Review
Evocative images of specimen butterflies, their broken bodies permanently suspended in time and pinned in place, suffuse Colbert's inventively interconnected stories of fragile yet defiant people whose lives immutably sway in a limbo between uncertainty and endurance. From Oahu's jade green hills and Honolulu's faded glamour to the psychological confinement of the Midwest's open spaces, Colbert's vivid array of characters are mired in place and desperate for escape that, once attained, is ephemeral and disappointing. Throughout, their stories of abandonment, betrayal, ambition, desire, loneliness, and redemption unfold through a series of odd coincidences. A teenage runaway moves in with the best friend of a missing-and-presumed-dead drug addict. The missing addict's grieving mother, once the best friend's lover, becomes a recluse, and unwittingly lures yet another addict's child to her death.
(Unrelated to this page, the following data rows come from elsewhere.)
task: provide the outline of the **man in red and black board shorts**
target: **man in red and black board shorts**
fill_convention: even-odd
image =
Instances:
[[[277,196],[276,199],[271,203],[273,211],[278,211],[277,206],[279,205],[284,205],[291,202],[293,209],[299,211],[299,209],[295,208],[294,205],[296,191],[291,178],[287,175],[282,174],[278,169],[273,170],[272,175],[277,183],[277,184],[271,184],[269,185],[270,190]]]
Yet despite the oppressive, almost sinister, circumstances of their entangled lives, Colbert's incandescent protagonists manage to find a sliver of salvation, a glimmer of grace, through the timeless act of simply reaching out to another human being.--Carol Haggas, Copyright 2007. --Booklist
About the Author
Jaimee Wriston Colbert is also the author of
Climbing the God Tree (winner of the Willa Cather Award in Fiction, and
Sex, Salvation, and the Automobile (winner of the Zephyr Prize in Fiction). Her fiction has appeared in such journals as
TriQuarterly, Prairie Schooner, and
New Letters. Originally from Hawai'i, she now teaches at SUNY-Binghamton University.